Identifying transcription factor binding sites and enriched motifs

Transcription factor binding sites were predicted by PlantRegMap (Jin et al. 2016). Motif enrichment analyses were performed using AME integrated in the MEME suite (Bailey et al. 2009). For enrichment analysis, randomly selected genomic regions were selected as control background, and only the motifs with P < 0.05 (Fisher’s exact test) were considered as significantly enriched.

Bisulfite-sequencing for methylomes and transcriptome analyses

Bisulfite-seq data of P. trichocarpa under well-watered (WW) and water-deficit stress (WS) treatments are available under the SRA accessions SRR1171318, SRR11713189, SRR1171316, and SRR1171317 (Liang et al. 2014). Because the data were analyzed based on Populus version 2.0 reference genome, we reanalyzed the bisulfite-seq data using the Populus version 3.0 genome. Quality-trimmed reads were aligned to the reference Populus genome (Phytozome version 10) using bowtie2 (v2.2.9) (Langmead and Salzberg 2012) and analyzed using Bismark (v0.16.3) (Krueger and Andrews 2011) with default parameters. Duplicated reads were removed using the Bismark deduplication tool, and cytosine methylation states were extracted using Bismark methylation extractor. CNS regions were divided in four equally sized bins and the CNS flanking regions were divided in six equally sized bins with 100 bp windows from 5′ to 3′, and the mean mC/C level within each bin for each methylation type was determined. Mean methylation level in each bin was determined based on the number of mC/C sites of a given methylation type (mCpG, mCHG, or mCHH) divided by the total mC/C sites in each bin.

Clean reads were mapped using TopHat (Trapnell et al. 2012) to generate read alignments for each sample. Genomic annotations were obtained from Phytozome (http://www.phytozome.net/). The transcript isoform level and gene level counts were calculated and differential transcript levels were then computed using Cuffdiff (Trapnell et al. 2012). The transcriptome data are available under the SRA accessions SRR1171652 and SRR1030352 (Liang et al. 2014).

Functional annotation

Protein sequences (version 3.0) with the longest transcripts were annotated using (CDD, Coils, CATH-Gene3D, HAMAP, Pfam, PIRSF, PRINTS, ProDom, SMART, SuperFamily, TIGRFAMS, PROSITE, PRINTS) in conjunction with InterProScan (Quevillon et al. 2005). Then the total number of GO terms was mapped to the InterPro annotations using the GO terms database (ftp://ftp.ebi.ac.uk/pub/databases/interpro/interpro2go). As the resulting GO categories were very specific, we used the same method as Rodgers-Melnick et al. (2012) by identifying nodes that were descendants of the following GO categories within the Gene Ontology hierarchy: protein binding (GO:0005515), transcription factor activity (GO:0003700), ion channel activity (GO:0005216), nucleic acid binding (GO:0003676), phosphatase activity (GO:0016791), protein kinase activity (GO:0016301), ligase activity (GO:0016874), protease activity (GO:0008233), receptor activity (GO:0004872), transporter activity (GO:0005215), stress response (GO:0006950), catalytic activity (GO:0003824), and cation binding (GO:0043169).

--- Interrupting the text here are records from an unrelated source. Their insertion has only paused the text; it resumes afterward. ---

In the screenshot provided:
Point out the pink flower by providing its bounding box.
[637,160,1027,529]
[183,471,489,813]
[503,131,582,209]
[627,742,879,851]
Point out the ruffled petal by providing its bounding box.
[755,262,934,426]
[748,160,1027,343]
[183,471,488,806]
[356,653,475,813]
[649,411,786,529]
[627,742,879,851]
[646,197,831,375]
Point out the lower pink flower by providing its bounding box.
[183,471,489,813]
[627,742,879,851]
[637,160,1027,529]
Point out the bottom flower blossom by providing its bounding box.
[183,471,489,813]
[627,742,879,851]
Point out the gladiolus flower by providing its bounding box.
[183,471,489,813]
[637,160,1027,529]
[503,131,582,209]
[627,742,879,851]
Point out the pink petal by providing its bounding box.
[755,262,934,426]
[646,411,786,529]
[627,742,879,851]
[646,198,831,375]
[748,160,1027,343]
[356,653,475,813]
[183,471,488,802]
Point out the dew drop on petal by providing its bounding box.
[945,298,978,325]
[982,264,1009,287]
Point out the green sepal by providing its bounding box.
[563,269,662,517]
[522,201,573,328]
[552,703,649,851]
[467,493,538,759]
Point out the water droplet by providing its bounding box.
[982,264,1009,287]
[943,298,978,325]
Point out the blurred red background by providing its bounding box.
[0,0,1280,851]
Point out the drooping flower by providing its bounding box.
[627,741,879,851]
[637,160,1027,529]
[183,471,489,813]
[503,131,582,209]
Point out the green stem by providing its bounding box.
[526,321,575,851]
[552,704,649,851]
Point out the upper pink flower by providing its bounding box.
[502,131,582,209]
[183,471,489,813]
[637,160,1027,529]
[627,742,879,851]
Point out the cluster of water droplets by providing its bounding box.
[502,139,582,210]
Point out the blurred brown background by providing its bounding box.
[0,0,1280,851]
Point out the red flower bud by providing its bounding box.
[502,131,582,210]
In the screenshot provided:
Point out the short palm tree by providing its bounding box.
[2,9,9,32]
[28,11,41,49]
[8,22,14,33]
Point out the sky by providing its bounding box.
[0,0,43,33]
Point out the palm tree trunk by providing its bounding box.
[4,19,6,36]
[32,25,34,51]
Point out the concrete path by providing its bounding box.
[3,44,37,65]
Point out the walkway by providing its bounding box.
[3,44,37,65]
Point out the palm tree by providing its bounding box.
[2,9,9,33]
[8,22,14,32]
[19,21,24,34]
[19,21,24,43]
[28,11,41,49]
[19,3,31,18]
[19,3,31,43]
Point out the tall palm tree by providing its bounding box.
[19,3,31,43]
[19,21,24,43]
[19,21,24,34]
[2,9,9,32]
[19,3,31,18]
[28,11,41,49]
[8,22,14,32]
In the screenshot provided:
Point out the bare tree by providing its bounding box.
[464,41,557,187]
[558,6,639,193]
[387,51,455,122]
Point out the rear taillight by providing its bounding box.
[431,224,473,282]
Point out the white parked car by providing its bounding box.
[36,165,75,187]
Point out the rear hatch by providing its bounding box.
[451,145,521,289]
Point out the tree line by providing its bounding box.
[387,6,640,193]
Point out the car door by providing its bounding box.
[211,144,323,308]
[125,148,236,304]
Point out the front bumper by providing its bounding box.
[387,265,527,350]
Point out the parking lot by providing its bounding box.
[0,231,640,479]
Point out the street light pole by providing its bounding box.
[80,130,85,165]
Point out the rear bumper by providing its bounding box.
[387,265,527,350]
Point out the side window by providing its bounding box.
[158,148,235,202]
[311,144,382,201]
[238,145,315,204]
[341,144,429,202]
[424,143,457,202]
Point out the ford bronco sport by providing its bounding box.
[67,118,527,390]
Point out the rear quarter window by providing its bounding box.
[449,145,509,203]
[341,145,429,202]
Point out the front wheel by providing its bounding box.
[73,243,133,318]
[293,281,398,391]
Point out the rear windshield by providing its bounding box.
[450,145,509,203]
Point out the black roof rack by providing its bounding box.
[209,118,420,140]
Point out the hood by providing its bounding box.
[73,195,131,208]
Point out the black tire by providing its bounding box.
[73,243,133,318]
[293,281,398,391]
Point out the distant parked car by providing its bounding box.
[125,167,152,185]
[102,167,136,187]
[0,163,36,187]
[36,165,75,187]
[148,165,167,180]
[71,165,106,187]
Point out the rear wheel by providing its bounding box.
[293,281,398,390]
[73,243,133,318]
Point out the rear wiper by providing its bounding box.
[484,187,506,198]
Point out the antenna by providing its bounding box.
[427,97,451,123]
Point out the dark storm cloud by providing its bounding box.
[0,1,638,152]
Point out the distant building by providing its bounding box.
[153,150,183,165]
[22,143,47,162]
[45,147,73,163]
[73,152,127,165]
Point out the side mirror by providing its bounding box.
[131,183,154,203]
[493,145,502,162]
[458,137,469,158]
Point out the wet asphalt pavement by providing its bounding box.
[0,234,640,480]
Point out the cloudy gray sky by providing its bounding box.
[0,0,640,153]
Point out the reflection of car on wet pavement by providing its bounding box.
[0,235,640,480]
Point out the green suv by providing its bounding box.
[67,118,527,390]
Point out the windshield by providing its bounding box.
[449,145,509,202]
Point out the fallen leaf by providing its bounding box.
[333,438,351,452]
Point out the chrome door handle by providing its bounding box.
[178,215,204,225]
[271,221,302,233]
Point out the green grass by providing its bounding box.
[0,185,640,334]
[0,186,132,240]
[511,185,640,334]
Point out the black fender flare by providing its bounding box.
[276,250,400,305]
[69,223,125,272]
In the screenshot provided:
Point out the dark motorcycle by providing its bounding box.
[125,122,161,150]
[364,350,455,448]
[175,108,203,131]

Estimating protein connectivity

The STRING database (Mering et al. 2003) was used to estimate the number of protein interactions for each gene. The STRING database integrates data from experimentally derived protein–protein interactions through literature curation, and stores computationally predicted interactions; therefore, the data of model organisms are supported by more evidence.

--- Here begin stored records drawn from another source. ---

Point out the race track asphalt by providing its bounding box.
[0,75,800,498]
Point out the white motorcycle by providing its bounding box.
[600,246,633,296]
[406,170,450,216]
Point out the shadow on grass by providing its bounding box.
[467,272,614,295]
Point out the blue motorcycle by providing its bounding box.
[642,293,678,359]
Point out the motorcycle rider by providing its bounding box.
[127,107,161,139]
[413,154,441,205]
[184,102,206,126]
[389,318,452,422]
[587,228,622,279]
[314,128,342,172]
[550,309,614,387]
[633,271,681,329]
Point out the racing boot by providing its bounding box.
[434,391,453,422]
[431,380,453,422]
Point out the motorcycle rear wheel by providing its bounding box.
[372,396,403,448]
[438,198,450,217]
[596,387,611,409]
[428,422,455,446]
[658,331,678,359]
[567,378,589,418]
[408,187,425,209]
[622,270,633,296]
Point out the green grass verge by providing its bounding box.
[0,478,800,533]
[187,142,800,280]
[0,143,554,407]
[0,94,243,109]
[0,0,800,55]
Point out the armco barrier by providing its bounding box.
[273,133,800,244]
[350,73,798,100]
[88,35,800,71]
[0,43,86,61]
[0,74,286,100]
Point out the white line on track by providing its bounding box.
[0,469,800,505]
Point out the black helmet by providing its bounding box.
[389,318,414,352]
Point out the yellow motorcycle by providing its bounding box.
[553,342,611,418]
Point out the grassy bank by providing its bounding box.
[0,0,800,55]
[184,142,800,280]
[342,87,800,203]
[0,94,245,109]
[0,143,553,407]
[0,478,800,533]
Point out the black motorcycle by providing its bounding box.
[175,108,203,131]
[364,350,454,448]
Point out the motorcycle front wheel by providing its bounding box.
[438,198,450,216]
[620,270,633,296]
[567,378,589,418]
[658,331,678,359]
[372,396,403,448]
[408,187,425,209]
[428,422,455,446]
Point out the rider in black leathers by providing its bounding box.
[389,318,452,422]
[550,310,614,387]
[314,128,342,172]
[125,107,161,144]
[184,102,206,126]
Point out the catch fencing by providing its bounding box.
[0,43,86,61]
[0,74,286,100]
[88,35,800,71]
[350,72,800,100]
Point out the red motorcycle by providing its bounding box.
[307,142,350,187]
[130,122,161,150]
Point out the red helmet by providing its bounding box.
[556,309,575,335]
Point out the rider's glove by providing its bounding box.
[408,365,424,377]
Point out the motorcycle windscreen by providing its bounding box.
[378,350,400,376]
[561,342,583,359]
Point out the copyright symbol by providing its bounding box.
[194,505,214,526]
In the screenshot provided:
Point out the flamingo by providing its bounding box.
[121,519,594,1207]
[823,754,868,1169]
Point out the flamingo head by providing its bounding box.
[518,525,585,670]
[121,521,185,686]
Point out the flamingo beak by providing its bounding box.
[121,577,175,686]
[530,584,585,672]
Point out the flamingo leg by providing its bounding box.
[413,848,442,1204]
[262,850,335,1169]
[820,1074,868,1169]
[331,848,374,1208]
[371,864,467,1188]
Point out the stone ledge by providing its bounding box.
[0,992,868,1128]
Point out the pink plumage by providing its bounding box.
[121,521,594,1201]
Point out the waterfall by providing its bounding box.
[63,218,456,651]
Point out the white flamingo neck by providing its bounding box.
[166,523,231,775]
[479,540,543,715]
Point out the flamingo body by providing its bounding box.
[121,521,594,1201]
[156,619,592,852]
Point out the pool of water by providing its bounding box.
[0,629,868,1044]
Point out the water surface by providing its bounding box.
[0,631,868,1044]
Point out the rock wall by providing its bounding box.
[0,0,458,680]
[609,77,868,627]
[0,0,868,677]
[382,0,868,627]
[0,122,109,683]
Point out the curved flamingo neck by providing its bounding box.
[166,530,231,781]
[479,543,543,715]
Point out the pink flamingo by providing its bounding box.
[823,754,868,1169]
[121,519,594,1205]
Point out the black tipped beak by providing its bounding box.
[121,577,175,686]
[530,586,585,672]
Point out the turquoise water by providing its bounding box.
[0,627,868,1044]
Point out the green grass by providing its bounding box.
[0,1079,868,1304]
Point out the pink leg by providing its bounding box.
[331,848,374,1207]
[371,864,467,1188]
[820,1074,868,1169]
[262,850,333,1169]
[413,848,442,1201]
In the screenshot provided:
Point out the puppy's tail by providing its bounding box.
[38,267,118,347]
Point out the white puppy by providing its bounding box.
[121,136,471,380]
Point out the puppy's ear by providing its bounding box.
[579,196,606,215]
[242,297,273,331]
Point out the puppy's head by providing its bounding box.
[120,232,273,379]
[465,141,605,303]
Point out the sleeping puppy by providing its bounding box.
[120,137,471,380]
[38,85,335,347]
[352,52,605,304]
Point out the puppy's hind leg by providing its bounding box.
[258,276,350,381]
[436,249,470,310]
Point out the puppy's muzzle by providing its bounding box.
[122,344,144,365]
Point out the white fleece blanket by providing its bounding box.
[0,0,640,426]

Statistical analysis of gene set associations and trends in synteny and paralog retention

Statistical inference of CNS numbers and protein connectivity was conducted with a permutation test on the mean (permutation test) (Röhmel 1996), and each mean is shown with a bootstrap-based 95% CI (Studentized CI), displaying the extent to which outliers may cause the mean to fluctuate. This method has performed well in skewed populations without assumption of the true distributions (Hufton et al. 2009).

The synteny-CNSs and paralog retention-CNSs trends were tested by permutation. The PPI number on the CNSs was randomly shuffled and the mean value was calculated based on bootstrap-based 95% CI. Pearson’s correlation coefficient and significance were calculated using R package.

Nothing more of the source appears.